Current account deficit falls to 14-year low
WASHINGTON — Big gains in exports and overseas investment income narrowed the current account deficit to the lowest level in 14 years in the October-December quarter.
The imbalance fell to $81.1 billion in the fourth quarter, down from $96.4 billion in the July-September quarter, the Commerce Department said on Wednesday. That's the smallest gap since the third quarter of 1999.
The current account is the country's broadest measure of trade, covering not only goods and services, but also investment flows. A smaller trade deficit usually means that U.S. companies are producing more to meet domestic and overseas demand.
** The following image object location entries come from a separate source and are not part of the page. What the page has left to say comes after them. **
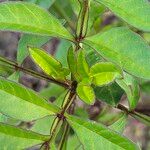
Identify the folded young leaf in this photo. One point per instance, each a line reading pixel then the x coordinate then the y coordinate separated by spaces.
pixel 86 93
pixel 15 138
pixel 48 64
pixel 104 73
pixel 120 124
pixel 133 12
pixel 82 65
pixel 29 18
pixel 21 103
pixel 29 40
pixel 45 4
pixel 43 125
pixel 125 48
pixel 131 87
pixel 98 136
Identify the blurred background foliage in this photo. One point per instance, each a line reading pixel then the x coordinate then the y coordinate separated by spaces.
pixel 100 20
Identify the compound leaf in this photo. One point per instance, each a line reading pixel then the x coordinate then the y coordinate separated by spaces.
pixel 21 103
pixel 125 48
pixel 104 73
pixel 48 64
pixel 131 87
pixel 86 93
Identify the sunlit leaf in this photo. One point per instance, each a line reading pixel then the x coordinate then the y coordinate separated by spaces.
pixel 104 73
pixel 125 48
pixel 131 87
pixel 21 103
pixel 120 124
pixel 110 94
pixel 82 65
pixel 48 64
pixel 86 93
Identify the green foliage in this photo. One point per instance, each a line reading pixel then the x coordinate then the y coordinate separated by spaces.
pixel 15 138
pixel 13 96
pixel 98 136
pixel 48 64
pixel 139 55
pixel 104 73
pixel 93 66
pixel 29 18
pixel 120 124
pixel 110 94
pixel 86 93
pixel 82 66
pixel 131 87
pixel 133 12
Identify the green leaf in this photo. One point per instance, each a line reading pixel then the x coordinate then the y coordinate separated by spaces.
pixel 110 94
pixel 5 70
pixel 73 143
pixel 29 40
pixel 141 117
pixel 21 103
pixel 120 124
pixel 53 90
pixel 61 53
pixel 29 18
pixel 92 58
pixel 82 65
pixel 125 48
pixel 45 4
pixel 86 93
pixel 43 125
pixel 94 13
pixel 131 87
pixel 104 73
pixel 133 12
pixel 98 136
pixel 14 138
pixel 48 64
pixel 83 17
Goods exports rose 1.9 percent to $405.4 billion, driven by higher overseas sales of petroleum and agricultural products.
Americans received $206.1 billion in overseas income, mostly from investments, a 4.3 percent increase from the previous quarter. Payments to overseas owners of U.S. assets rose 2.4 percent to $137.8 billion. That helped push the U.S. income surplus to $64.4 billion.
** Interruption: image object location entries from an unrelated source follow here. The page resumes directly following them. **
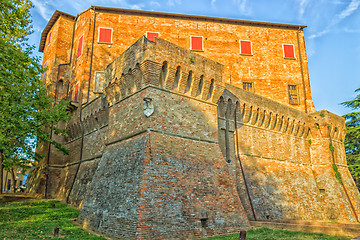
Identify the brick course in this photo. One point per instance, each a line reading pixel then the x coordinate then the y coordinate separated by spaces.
pixel 211 151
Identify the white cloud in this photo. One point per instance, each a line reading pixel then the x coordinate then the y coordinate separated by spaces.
pixel 155 4
pixel 349 10
pixel 137 6
pixel 302 6
pixel 349 30
pixel 42 9
pixel 352 7
pixel 173 2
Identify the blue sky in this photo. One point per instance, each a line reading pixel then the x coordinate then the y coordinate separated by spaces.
pixel 332 36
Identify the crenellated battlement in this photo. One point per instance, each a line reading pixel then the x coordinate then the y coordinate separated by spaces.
pixel 189 74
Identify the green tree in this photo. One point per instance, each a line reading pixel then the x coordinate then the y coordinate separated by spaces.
pixel 352 139
pixel 27 113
As a percentage of the U.S. economy, the current account deficit declined to 1.9 percent, the lowest since the third quarter of 1997.
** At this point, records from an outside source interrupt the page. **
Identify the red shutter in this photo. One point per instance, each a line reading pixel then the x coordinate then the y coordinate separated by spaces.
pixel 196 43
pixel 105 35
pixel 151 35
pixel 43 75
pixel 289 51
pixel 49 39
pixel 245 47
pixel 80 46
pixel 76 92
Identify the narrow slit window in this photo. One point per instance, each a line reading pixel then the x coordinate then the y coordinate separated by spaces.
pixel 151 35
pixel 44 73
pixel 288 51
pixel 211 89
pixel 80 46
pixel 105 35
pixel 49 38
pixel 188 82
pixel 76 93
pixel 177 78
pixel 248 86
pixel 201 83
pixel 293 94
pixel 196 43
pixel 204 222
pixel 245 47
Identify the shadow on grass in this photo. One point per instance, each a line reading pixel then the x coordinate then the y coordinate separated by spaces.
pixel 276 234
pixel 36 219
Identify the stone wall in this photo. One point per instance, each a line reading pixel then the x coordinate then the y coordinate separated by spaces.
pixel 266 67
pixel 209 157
Two trends have helped narrow the gap in the past several years. The United States has benefited from an oil and gas boom because new drilling technologies have made it feasible to drill in states such as North Dakota and Pennsylvania.
That has pushed down the trade deficit by boosting petroleum exports and lowering oil imports. The deficit in goods and services trade fell to a four-year low in November. It has widened slightly since then.
Secondly, low U.S. interest rates have reduced the payments foreigners have received on their holdings of U.S. Treasury bonds and other investments. Meanwhile, the payments that Americans receive on overseas investments have risen, boosting the nation's investment surplus.
The monthly trade deficit (merchandise and services) widened a bit in January, as Americans imported more food, machinery and petroleum.
The economy grew at a 2.4 percent annual pace in the final three months of last year, down from a healthy 4.1 percent rate in the July-September quarter.
Growth will likely weaken in the current January-March quarter, to about 2 percent, but most economists expect it will then pick up to a 3 percent pace for the rest of the year.